MANAUS – Existe uma máxima no Direito que é o convencimento do juiz na aplicação da sentença. Mas tem juiz levando essa máxima ao extremo e extrapolando o ordenamento jurídico. Quando isso acontece, quem deve arcar com os prejuízos advindos da decisão equivocada?

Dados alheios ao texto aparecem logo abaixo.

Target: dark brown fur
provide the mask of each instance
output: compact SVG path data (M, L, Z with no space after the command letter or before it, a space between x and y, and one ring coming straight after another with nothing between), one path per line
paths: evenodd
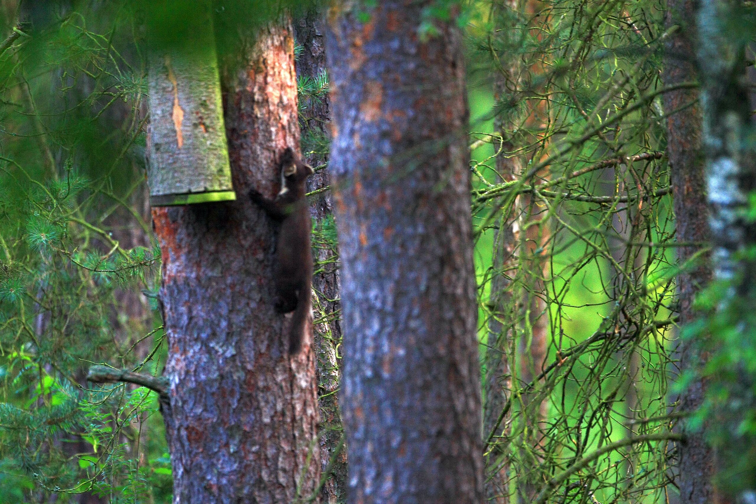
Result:
M305 198L305 182L313 170L291 147L280 159L281 192L270 199L252 190L249 197L273 220L280 223L276 244L275 307L279 313L294 312L289 332L289 351L299 353L305 331L311 325L311 224Z

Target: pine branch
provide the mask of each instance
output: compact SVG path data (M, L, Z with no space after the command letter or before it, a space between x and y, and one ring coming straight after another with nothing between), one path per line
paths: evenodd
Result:
M89 368L87 379L94 383L134 383L147 387L157 392L161 400L168 400L168 379L164 376L153 376L143 373L134 373L128 369L116 369L107 366L92 366Z

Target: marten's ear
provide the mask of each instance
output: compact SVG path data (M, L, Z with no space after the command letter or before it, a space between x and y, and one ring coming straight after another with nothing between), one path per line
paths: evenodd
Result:
M296 173L296 159L291 147L287 147L281 154L281 173L284 177L290 177Z

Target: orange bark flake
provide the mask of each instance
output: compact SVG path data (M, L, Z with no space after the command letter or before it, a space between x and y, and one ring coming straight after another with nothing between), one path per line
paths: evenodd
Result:
M178 104L178 82L176 81L175 74L173 73L173 68L171 67L171 57L169 56L166 56L166 66L168 68L168 80L173 85L173 113L171 117L173 119L173 127L176 130L176 144L181 149L184 146L184 134L181 132L184 109Z
M152 222L155 234L160 243L160 255L163 256L163 271L169 275L169 268L166 266L171 264L171 257L180 255L178 242L176 240L176 229L171 224L168 216L168 208L157 206L152 209Z
M388 19L386 22L386 29L389 32L395 32L399 28L399 19L396 15L396 11L389 13Z
M364 97L360 105L360 113L368 122L373 122L380 117L383 103L383 86L378 81L365 83Z

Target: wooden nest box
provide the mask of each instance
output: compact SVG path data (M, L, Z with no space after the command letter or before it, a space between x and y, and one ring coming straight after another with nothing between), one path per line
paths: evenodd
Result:
M150 37L147 181L153 206L236 199L210 2L197 2L185 14L177 38L166 42Z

O caso do município de Novo Airão (a 115 quilômetros de Manaus) ilustra bem o que o convencimento do juiz e não a aplicação da lei pode causar de estrago na sociedade. O atual prefeito, com mandato cassado pelo TSE (Tribunal Superior Eleitoral), concorreu às eleições de 2016 à margem da Lei da Ficha Limpa, que impede candidatos com condenação em segunda instancia ou por um colegiado de participar da disputa.

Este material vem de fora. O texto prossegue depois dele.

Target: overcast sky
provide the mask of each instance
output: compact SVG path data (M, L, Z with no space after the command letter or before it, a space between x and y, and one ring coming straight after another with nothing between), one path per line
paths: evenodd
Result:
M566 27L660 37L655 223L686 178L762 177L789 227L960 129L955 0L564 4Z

Wilton Santos tinha diversas condenações (cinco delas só no Tribunal de Contas da União). Mesmo assim, resolveu desafiar a Lei Eleitoral e concorrer em 2016. O juiz eleitoral de Novo Airão deferiu o pedido de registro de candidatura e disse que ele estava apto a concorrer.

O Ministério Público Eleitoral que atua na segunda instância recorreu da decisão, mas o TRE-AM (Tribunal Regional Eleitoral do Amazonas) só julgou o caso depois da eleição, em dezembro de 2016. Santos se elegeu e desde janeiro de 2017 então administra o município.

Mesmo cassado, Wilton Santos recorreu e houve quem o mantivesse no cargo até o julgamento de recursos no TRE-AM e depois no TSE (Tribunal Superior Eleitoral). Na última quinta-feira, 17, o TSE julgou em plenário o prefeito e o vice Antônio Tiburtino. A defesa ainda promete recorrer. Mas está determinada pelo TSE a realização de novas eleições no município.

Dificilmente, Wilton Santos ficará no cargo e certamente haverá nova eleição. Quem paga os custos?

Se o juiz de primeira instância tivesse simplesmente aplicado a lei, a história não poderia ser outra? Como se permite que políticos ficha suja se candidatem, ganhem a eleição e só depois a Justiça começa a agir?

O TRE-AM não deveria priorizar os casos de fichas sujas para impedir que eles concorram? Os prazos na legislação para julgamento dos processos no período eleitoral são bem definidos, mas não são cumpridos. O juiz faz o que quer com a lei.